I am, as Carrie Fisher used to say about herself, an over-sharer. I have been jokingly referred to as, the Queen of T.M.I. I share liberally and personally. I process out loud, frequently about my health issues, how I wrestle with depression, anxiety and PTSD, abuse I have taken the brunt of, family, life experiences.
Sometimes people balk or take offense at this. They tell me it’s too personal, that I should keep it to myself, that what I share is inappropriate for Facebook or a blog. This used to be something that occurred more frequently. But now, I think the people who were offended have gotten used to it, given up or it’s just finally sunk in, why it is appropriate.
I do it for me.
I learned a long time ago that returning the shame to the person it actually belongs to, means no more secrets and no more silence. I don’t have to name names, but speaking about my experience out loud makes it real, makes it less painful and it means I am no longer a conspirator. I separate myself from the person who put me through the trauma and become the person surviving it. Why should I be ashamed for what was done to me (or for the resulting life issues) or worry about embarrassing the perpetrator? I have absolutely nothing to be ashamed and embarrassed about. That shame belongs to them!
And when I do this for myself, I am also doing it for others; as support for those who have been through or felt similar things and also to bring awareness and help those who haven’t been through these traumas to understand.
Much of this is also the motivation for my project, The Empress Dammit, which is a definitely a rough work in progress, and deals with how I started to finally build healthy self-esteem, post age Forty.
A lot of strangers run across things I have written and respond favorably.
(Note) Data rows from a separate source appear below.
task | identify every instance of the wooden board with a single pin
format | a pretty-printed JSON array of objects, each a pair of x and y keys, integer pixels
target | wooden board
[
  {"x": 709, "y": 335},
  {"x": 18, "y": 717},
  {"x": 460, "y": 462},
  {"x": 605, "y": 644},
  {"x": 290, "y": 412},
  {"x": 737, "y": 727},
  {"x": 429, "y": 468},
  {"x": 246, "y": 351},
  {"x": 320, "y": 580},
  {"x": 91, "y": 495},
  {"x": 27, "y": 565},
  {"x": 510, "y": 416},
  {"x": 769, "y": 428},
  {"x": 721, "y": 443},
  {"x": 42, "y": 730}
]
Lately, I’ve been trying to get more of my personal friends, especially those that have said they appreciate my writing, to follow my writing blog. I think it will motivate me both to write more and to actually post it.
Tonight, I was going through past posts and saw something I posted that underscores all of the reasons for why I do this. There have been people in my life that I will never meet that have saved my life with their art, with their openness and with their shared experiences and feelings that mirror my own. Two people I can think of, immediately are Amanda Palmer and Carrie Fisher. If I can move someone, make them laugh, make them aware that they are not alone, that even if they are damaged that their voice, experience and their very SELF is VALID, then it was all worth it.
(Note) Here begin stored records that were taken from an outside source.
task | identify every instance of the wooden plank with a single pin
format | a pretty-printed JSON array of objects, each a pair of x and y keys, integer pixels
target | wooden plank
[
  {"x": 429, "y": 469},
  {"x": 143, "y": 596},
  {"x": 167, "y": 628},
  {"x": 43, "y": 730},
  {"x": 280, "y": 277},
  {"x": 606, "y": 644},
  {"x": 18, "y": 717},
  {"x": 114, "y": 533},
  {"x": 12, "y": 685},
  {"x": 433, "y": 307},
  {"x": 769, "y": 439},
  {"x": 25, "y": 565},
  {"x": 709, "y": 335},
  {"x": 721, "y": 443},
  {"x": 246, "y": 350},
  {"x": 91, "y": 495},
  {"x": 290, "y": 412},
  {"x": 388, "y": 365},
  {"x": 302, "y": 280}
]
So, here is the post, from a couple of years ago; I can’t recall what post the comment was in response to. :
YES THIS! This is why I air out all this “private,” painful, embarrassing stuff. This is why I blog and this is why it’s worth it. When I get comments like this from readers who are absolute strangers that touch me to tears of my own:
” I am very literally crying as I type. I very desperately needed to read this and see my experience put in someone else’s words (so much validation for so many things). I honestly felt my skin crawl reading your experience. In all seriousnesss, it matched my own so closely that I felt irrationally paranoid…still am a little…Regardless, thank you. Thank you so damn much. May I please share this? “
I hate so many things about the life I have had. It hurt and still hurts so much.
At the same time it is a huge blessing, it is a valuable tool to help others and I am so filled with gratitude.
I guess we are all seeking motivation from without and from within. I write, largely, because I have to get it out. If I don’t, it hurts. That goes for the personal content as much as the poetry, stories and other creative bits. But, that internal motivation is not enough for me. Motivation is usually a good thing. It isn’t always pleasant and it’s not guaranteed to make things easier, but it is a tool that can help you do things that give your life purpose and make it both meaningful and satisfying. At least that’s true for me. When I get a response or a message, even a “like” on a post on Facebook, it lets me know I’m not alone out there. My words have reached someone. And I know for every person that lets me know they read something, there is probably at least one person who read and didn’t leave any clues behind. Dare I hope more than one?
Thanks to those who like, follow, message and comment. Thanks for motivating me to make more content.